Alcoholism can also impact other relationships, including those with family members, friends, and coworkers. The alcoholic may become defensive or argumentative when confronted about their drinking, which may lead to hurt and frustration on the part of others. Alcoholics may prioritize their addiction over their relationships, leading to a lack of trust and resentment from loved ones.

10. Financial Stress

Alcohol can be expensive, and many alcoholics struggle with financial issues. This can contribute to feelings of stress and anxiety, which can manifest as hostility or anger.

Financial stress can also lead to shame and guilt, aggravating an alcoholic’s already shaky self-esteem. They may feel a sense of inadequacy or failure for their inability to manage their finances or maintain stability. It can make them more prone to lashing out at others or engaging in destructive behavior to cope with negative emotions.

11. Health Problems

Some health problems associated with alcoholism include liver damage, heart disease, and cognitive impairment. These issues can cause significant physical and emotional distress, impacting an individual’s behavior and mood.

For example, liver damage can cause physical pain and discomfort, leading to irritability and frustration. Similarly, cognitive impairment can cause confusion and disorientation, making it difficult for individuals to control their behavior and emotions. Also, individuals with alcohol-related health issues may feel hopelessness or despair, contributing to negative behaviors and attitudes.

12. Legal Issues

Legal problems such as DUIs and public intoxication can be embarrassing and cause significant stress, impacting an individual’s overall mood and behavior. Legal issues may result in job loss or difficulty finding employment, creating additional stress and frustration. In some cases, individuals may also face legal consequences, such as fines or jail time, which can further intensify their aggressive or hostile behavior.

13. Lack of Support

Alcoholics may not have a strong support system, making it difficult to manage their behavior as they work to overcome their addiction. Without a support system or positive influences, they may not have access to the resources and guidance they need to manage their behavior and cope with the underlying issues contributing to their addiction.

How Can Defining Wellness Centers Help?

Defining Wellness Centers is a comprehensive addiction treatment facility that offers a range of services for individuals struggling with alcohol addiction. At DWC, we take a holistic approach to treatment, addressing addiction’s physical and emotional aspects.

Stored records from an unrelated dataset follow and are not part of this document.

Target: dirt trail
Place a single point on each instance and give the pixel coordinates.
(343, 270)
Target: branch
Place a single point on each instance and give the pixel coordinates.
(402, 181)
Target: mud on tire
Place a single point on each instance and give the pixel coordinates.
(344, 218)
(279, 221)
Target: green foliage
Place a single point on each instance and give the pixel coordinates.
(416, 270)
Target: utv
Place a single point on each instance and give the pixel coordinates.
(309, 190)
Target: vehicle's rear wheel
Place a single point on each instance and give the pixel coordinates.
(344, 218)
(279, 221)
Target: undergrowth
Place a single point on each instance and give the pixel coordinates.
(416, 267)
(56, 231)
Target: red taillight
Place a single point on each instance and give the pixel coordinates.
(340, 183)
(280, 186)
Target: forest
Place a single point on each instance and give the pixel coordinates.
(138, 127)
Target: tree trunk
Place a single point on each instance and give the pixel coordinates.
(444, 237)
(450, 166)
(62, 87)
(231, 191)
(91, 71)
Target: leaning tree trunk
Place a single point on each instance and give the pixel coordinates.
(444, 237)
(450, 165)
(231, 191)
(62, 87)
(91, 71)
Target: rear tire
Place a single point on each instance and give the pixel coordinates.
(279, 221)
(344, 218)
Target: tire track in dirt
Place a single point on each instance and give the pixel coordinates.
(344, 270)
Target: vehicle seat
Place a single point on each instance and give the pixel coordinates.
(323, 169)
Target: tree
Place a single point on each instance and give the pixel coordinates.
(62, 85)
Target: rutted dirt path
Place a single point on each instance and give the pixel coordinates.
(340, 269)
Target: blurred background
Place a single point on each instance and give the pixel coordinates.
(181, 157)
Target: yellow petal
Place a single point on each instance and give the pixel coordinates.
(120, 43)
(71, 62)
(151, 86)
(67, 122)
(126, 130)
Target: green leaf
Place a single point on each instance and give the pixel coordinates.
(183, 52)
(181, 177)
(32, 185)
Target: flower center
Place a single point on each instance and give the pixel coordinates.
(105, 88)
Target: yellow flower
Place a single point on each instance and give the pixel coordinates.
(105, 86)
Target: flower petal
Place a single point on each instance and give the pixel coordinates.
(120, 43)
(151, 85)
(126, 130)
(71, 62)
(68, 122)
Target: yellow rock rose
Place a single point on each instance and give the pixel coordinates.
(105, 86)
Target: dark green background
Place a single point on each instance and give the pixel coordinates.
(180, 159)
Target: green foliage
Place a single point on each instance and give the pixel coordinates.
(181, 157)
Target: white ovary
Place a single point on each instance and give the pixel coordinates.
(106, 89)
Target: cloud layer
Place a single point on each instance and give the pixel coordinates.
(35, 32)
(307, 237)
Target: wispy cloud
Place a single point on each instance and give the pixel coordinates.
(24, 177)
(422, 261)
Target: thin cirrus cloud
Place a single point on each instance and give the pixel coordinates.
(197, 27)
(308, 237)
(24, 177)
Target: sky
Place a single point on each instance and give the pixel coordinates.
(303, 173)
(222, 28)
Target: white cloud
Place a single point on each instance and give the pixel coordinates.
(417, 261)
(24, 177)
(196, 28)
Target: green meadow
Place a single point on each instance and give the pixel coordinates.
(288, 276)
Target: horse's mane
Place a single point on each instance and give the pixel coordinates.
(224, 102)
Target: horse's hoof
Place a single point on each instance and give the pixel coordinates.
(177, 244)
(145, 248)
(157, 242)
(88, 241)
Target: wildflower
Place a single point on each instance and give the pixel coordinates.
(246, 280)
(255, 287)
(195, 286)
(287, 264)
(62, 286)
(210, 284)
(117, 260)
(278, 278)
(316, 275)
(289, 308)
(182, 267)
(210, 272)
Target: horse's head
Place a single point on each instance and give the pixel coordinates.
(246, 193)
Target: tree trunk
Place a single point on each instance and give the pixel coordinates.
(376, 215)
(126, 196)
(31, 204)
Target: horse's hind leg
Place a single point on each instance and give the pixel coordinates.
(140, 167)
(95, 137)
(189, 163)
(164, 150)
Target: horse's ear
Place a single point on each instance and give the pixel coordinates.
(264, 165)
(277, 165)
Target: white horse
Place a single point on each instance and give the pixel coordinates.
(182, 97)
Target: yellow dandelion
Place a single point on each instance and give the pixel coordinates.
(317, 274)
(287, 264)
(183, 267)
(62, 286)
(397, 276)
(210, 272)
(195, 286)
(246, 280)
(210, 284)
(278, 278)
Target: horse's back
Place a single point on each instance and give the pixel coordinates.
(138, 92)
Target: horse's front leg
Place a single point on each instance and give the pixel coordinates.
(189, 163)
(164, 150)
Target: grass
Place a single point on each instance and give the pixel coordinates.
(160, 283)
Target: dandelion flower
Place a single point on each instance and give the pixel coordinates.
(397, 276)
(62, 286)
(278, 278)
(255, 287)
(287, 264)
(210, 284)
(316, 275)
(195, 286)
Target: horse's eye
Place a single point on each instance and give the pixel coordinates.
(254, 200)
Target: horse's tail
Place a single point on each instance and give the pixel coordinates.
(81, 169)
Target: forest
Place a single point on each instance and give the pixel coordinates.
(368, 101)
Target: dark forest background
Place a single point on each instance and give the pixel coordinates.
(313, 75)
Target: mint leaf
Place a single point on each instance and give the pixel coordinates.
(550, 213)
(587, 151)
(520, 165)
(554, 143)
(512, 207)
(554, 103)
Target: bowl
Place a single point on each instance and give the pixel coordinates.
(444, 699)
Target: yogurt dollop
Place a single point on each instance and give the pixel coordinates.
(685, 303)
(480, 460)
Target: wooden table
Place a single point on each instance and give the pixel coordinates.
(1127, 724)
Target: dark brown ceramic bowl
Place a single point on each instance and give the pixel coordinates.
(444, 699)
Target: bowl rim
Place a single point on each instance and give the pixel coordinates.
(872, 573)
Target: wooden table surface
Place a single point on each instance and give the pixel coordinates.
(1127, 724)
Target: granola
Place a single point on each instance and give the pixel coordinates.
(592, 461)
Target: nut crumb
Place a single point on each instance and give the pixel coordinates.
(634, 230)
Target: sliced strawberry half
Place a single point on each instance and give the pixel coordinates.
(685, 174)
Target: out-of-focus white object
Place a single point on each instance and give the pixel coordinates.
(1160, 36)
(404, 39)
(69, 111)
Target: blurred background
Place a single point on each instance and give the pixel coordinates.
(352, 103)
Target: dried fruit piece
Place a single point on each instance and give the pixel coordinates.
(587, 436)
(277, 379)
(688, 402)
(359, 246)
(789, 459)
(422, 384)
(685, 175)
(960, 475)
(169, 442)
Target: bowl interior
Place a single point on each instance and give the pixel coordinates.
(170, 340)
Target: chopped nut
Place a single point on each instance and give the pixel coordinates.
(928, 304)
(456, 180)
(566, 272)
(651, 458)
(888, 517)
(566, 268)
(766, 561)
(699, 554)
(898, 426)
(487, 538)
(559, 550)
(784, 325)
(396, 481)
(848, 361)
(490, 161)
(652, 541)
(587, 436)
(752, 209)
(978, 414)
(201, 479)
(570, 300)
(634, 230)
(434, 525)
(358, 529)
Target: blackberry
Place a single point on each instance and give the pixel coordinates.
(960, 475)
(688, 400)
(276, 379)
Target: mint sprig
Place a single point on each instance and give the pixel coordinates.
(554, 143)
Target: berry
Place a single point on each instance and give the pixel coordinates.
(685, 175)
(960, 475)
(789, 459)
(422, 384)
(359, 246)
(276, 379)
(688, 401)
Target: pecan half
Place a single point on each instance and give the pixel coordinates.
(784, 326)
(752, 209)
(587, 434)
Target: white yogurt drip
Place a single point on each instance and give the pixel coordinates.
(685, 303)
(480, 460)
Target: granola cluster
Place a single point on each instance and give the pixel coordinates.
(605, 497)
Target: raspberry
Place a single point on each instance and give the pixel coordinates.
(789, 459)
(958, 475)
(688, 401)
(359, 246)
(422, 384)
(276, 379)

One of the primary ways that we can help individuals struggling with alcoholism is by providing them with the tools and resources they need to overcome their addiction. DWC offers a range of evidence-based therapies, including cognitive behavioral therapy, dialectical behavior therapy, and group therapy. These can help individuals identify and address the underlying issues contributing to their addiction.

DWC also offers a range of holistic services that can help individuals manage the physical and emotional symptoms of alcoholism. These services include yoga, meditation, music therapy, and massage therapy, which can all help reduce stress, improve mood, and promote overall wellness.

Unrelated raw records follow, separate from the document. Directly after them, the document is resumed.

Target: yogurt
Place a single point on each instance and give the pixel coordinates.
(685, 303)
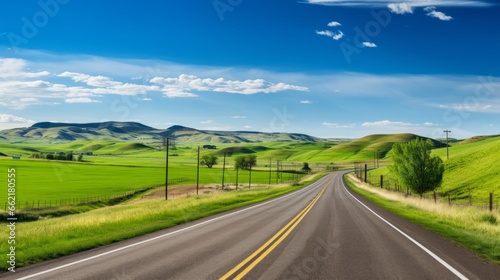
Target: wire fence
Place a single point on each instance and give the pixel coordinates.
(486, 202)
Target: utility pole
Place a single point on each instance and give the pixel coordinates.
(447, 154)
(270, 169)
(166, 142)
(223, 170)
(198, 171)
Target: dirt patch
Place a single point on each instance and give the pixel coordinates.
(180, 191)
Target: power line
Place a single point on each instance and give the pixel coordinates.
(447, 153)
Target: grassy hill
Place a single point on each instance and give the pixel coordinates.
(472, 167)
(365, 148)
(47, 132)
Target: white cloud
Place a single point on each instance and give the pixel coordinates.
(326, 33)
(336, 125)
(369, 45)
(182, 85)
(6, 118)
(477, 106)
(386, 123)
(22, 87)
(400, 8)
(414, 3)
(15, 68)
(431, 11)
(429, 124)
(8, 121)
(334, 24)
(80, 100)
(334, 35)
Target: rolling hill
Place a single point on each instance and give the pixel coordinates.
(48, 132)
(367, 147)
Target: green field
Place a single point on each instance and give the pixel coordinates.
(471, 169)
(51, 238)
(117, 168)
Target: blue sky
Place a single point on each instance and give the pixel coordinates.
(328, 68)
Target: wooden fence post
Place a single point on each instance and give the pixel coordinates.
(491, 202)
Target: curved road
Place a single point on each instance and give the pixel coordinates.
(323, 231)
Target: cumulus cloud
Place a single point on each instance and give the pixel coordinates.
(6, 118)
(400, 8)
(414, 3)
(431, 11)
(334, 24)
(8, 121)
(22, 87)
(80, 100)
(336, 125)
(387, 123)
(334, 35)
(369, 45)
(15, 68)
(184, 84)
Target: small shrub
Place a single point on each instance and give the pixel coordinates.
(488, 218)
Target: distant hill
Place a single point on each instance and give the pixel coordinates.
(131, 131)
(368, 146)
(477, 139)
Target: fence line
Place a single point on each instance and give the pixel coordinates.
(487, 203)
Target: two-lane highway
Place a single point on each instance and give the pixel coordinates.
(322, 231)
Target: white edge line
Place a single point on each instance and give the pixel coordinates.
(170, 233)
(441, 261)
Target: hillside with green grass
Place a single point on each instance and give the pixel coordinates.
(368, 147)
(47, 132)
(472, 168)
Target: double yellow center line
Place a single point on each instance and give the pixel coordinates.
(274, 241)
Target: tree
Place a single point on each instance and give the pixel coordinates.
(245, 161)
(414, 166)
(208, 160)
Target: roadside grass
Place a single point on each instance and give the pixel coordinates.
(44, 181)
(51, 238)
(475, 229)
(471, 170)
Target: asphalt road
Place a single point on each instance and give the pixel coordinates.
(323, 231)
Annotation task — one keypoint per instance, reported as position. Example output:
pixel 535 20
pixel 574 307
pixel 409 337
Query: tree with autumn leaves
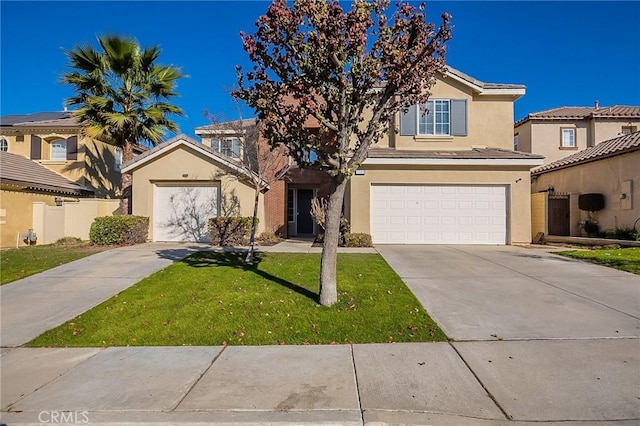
pixel 319 70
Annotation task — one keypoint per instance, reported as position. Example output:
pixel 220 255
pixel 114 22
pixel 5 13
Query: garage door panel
pixel 431 214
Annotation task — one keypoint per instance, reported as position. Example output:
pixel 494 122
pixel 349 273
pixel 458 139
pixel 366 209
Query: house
pixel 610 168
pixel 446 177
pixel 181 183
pixel 54 180
pixel 54 140
pixel 560 132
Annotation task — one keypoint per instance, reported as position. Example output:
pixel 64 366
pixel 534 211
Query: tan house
pixel 446 177
pixel 560 132
pixel 611 168
pixel 54 180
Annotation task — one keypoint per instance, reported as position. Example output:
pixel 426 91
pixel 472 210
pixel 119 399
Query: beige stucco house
pixel 611 168
pixel 560 132
pixel 54 181
pixel 446 177
pixel 181 183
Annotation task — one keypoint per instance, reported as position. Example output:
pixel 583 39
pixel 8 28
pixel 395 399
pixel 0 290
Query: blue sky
pixel 566 53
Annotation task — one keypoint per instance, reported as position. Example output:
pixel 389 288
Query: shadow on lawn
pixel 235 259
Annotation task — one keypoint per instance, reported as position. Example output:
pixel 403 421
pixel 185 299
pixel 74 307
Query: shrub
pixel 268 238
pixel 68 241
pixel 357 239
pixel 229 230
pixel 119 230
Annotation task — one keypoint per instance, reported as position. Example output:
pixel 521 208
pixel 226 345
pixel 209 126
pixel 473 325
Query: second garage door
pixel 181 212
pixel 446 214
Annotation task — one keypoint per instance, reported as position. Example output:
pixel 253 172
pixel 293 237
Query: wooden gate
pixel 558 214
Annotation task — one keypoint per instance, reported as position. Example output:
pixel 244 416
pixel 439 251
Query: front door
pixel 304 222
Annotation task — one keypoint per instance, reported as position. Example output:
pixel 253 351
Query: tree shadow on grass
pixel 236 259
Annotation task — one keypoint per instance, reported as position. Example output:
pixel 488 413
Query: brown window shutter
pixel 36 148
pixel 72 148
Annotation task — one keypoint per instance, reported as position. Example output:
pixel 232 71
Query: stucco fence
pixel 50 217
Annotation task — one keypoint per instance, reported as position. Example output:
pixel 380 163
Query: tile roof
pixel 610 148
pixel 582 113
pixel 18 170
pixel 475 153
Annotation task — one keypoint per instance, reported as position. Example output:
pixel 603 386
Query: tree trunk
pixel 328 283
pixel 127 179
pixel 252 237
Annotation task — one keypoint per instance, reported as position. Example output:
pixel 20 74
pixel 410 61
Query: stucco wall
pixel 539 214
pixel 18 214
pixel 185 165
pixel 489 121
pixel 518 193
pixel 608 177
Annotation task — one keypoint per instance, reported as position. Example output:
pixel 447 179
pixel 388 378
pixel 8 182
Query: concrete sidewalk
pixel 525 381
pixel 470 383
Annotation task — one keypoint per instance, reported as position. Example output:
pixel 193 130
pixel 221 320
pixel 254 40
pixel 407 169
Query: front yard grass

Most importantly, we provide a supportive and compassionate environment for individuals struggling with addiction. Our centers’ experienced and knowledgeable team works closely with each client to develop personalized treatment plans that address their unique needs and challenges. DWC also offers ongoing support and resources to help clients maintain their sobriety after treatment.

Contact Defining Wellness Centers Today

Alcoholism is a devastating disease that can significantly impact a person’s well-being and relationships. While alcoholics may exhibit negative behaviors, it’s important to understand that these behaviors do not reflect their character or personality.

It is also important to note that not all alcoholics are “mean” or aggressive. While alcohol can certainly lead to negative behaviors, it’s not the sole cause of these behaviors. Many factors can influence a person’s behavior, including personality, life experiences, and coping mechanisms.